En décembre 2023, Charlie Munger s'est éteint à l'âge de 99 ans. Plus tôt cette année-là, il s'était exprimé lors de l'assemblée annuelle des actionnaires de la Daily Journal Corporation — sa dernière apparition publique de ce genre. J'ai visionné l'enregistrement à plusieurs reprises et pris des notes. Voici les moments qui m'ont marqué.
Sur Confucius
Munger a ouvert son propos avec Confucius (孔子, Kǒngzǐ) — pas avec Buffett, ni Graham. Il a fait l'éloge de trois piliers : la tradition de la politesse (« la courtoisie ne coûte rien et achète tout »), le système d'examen méritocratique (« une personne pauvre mais talentueuse pouvait s'élever ») et l'apprentissage tout au long de la vie.
Un milliardaire américain de 99 ans ouvrant son dernier grand discours avec les Analectes (论语, Lúnyǔ). Cela vous dit tout sur la véritable pensée de Munger — trans-civilisationnelle et millénaire.
Sur la Règle d'Or
Lorsqu'on l'a interrogé sur le secret d'une vie réussie, il a déclaré :
Le moyen le plus sûr d'essayer d'obtenir ce que vous voulez est d'essayer de mériter ce que vous voulez.

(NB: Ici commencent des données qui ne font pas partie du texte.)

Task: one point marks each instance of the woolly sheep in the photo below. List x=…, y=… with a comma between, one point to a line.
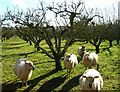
x=70, y=62
x=23, y=69
x=90, y=59
x=91, y=80
x=82, y=51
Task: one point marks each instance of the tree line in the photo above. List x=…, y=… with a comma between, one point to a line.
x=77, y=25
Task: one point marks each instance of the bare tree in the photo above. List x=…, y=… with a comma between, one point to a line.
x=37, y=27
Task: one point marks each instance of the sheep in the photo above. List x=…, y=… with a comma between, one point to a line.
x=91, y=80
x=70, y=62
x=82, y=51
x=90, y=59
x=23, y=69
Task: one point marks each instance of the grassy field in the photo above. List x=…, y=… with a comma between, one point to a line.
x=44, y=77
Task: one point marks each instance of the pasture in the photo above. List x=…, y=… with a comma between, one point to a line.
x=44, y=76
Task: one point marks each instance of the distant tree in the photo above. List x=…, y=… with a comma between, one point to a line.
x=27, y=24
x=35, y=27
x=90, y=32
x=7, y=33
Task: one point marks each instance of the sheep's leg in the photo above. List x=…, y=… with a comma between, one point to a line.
x=25, y=83
x=22, y=83
x=69, y=73
x=97, y=66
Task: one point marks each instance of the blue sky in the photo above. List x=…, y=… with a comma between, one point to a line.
x=110, y=5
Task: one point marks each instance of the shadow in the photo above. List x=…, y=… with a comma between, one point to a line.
x=11, y=87
x=108, y=49
x=8, y=48
x=90, y=50
x=15, y=43
x=35, y=81
x=71, y=84
x=79, y=59
x=22, y=54
x=41, y=62
x=52, y=84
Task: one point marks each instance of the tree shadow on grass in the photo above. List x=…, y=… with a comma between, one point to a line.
x=8, y=48
x=52, y=84
x=35, y=81
x=71, y=84
x=22, y=54
x=11, y=87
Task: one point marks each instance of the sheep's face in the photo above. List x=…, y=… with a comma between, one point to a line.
x=83, y=48
x=88, y=57
x=68, y=57
x=90, y=81
x=29, y=65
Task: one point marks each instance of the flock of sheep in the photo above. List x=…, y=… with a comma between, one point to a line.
x=90, y=80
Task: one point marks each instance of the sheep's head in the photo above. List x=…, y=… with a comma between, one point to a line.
x=83, y=48
x=90, y=80
x=68, y=57
x=29, y=65
x=88, y=57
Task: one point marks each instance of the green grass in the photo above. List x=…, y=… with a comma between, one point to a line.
x=45, y=77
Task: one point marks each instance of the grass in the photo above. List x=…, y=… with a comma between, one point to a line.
x=44, y=77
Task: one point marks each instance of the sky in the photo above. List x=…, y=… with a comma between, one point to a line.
x=111, y=6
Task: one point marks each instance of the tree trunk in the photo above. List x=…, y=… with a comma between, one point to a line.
x=97, y=48
x=58, y=66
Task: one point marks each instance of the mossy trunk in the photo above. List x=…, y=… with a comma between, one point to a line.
x=58, y=66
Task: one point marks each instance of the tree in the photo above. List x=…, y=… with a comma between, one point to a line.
x=7, y=33
x=36, y=27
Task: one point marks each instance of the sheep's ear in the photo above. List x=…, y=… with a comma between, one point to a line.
x=96, y=77
x=25, y=61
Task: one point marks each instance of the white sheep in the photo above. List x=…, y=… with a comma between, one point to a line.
x=90, y=59
x=23, y=69
x=70, y=62
x=91, y=80
x=82, y=51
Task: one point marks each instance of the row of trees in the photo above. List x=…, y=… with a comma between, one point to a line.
x=77, y=25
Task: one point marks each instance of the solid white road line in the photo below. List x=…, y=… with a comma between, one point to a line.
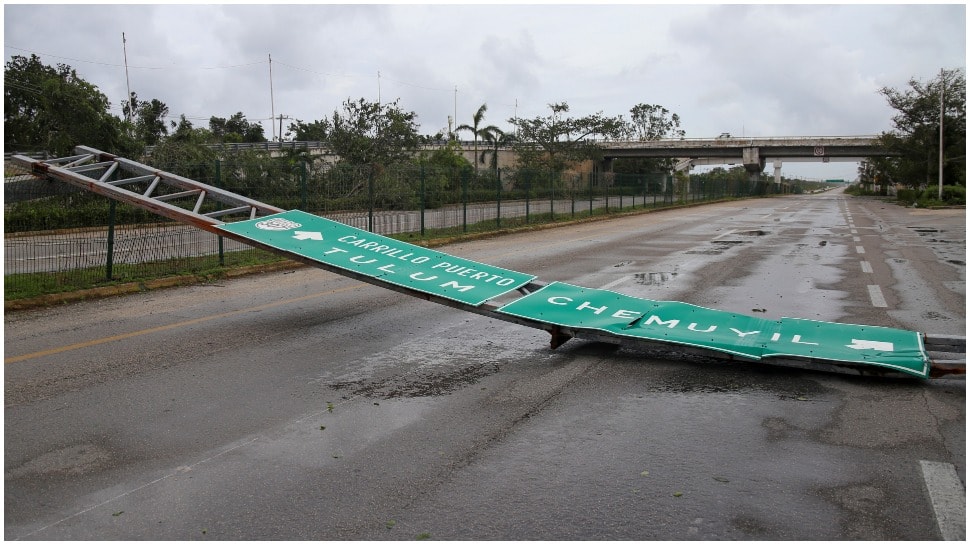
x=948, y=498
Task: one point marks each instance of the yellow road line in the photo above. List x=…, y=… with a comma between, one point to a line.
x=176, y=325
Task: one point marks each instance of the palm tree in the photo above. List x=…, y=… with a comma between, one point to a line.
x=478, y=131
x=496, y=138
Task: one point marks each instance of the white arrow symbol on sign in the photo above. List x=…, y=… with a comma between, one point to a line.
x=873, y=345
x=304, y=235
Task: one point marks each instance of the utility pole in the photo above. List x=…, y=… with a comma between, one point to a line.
x=124, y=46
x=282, y=117
x=942, y=86
x=272, y=102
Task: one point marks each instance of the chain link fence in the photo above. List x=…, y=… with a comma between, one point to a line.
x=61, y=238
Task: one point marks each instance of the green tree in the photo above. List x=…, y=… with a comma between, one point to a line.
x=147, y=118
x=554, y=141
x=369, y=133
x=317, y=131
x=496, y=139
x=235, y=129
x=53, y=109
x=654, y=122
x=915, y=137
x=650, y=122
x=478, y=131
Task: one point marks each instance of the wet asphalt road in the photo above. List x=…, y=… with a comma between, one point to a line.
x=304, y=405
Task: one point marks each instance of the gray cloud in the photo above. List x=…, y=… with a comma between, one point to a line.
x=761, y=70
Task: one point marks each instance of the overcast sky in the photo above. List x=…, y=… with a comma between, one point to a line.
x=752, y=70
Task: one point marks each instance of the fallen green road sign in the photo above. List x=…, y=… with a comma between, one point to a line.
x=399, y=263
x=741, y=335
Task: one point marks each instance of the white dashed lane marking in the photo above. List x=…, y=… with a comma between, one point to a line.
x=875, y=295
x=948, y=497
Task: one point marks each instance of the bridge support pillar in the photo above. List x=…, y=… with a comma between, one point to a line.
x=753, y=163
x=606, y=165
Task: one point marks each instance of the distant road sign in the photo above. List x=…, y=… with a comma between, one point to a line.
x=399, y=263
x=756, y=338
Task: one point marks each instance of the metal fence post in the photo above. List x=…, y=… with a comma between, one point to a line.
x=421, y=201
x=528, y=195
x=498, y=199
x=370, y=198
x=111, y=239
x=304, y=195
x=217, y=183
x=464, y=201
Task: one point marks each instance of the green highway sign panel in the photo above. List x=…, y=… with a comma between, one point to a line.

Puis il a précisé : vendez des choses qui aident réellement les gens. Ne gagnez pas d'argent en nuisant aux autres — pas de jeux d'argent, pas de tabac, pas de finance prédatrice. La règle de fer de la nature est que vous obtenez ce que vous récompensez. Récompensez le bon comportement chez vous-même et chez les autres.
Sur la Simplicité
Munger est revenu sans cesse sur un thème : les meilleurs investisseurs ne sont pas les plus malins. Ils sont les plus disciplinés.
Il est incroyable de voir ce que l'on peut accomplir si l'on ne se soucie pas de savoir qui en tire le mérite, et si l'on essaie simplement de faire ce qui est juste.
Il a loué les fonds indiciels comme étant « la grande position par défaut » et a estimé que moins de 5 % des gestionnaires actifs valent leurs frais. Pour quelqu'un qui a bâti sa fortune par la sélection active de titres, c'est une honnêteté intellectuelle radicale.
Sur la Mort
Quelqu'un lui a demandé ce qu'il souhaitait que l'on retienne de lui. Il a marqué une pause, puis a dit une chose que je n'ai pas oubliée :
J'ai eu un beau parcours. J'ai essayé d'être utile. C'est à peu près tout.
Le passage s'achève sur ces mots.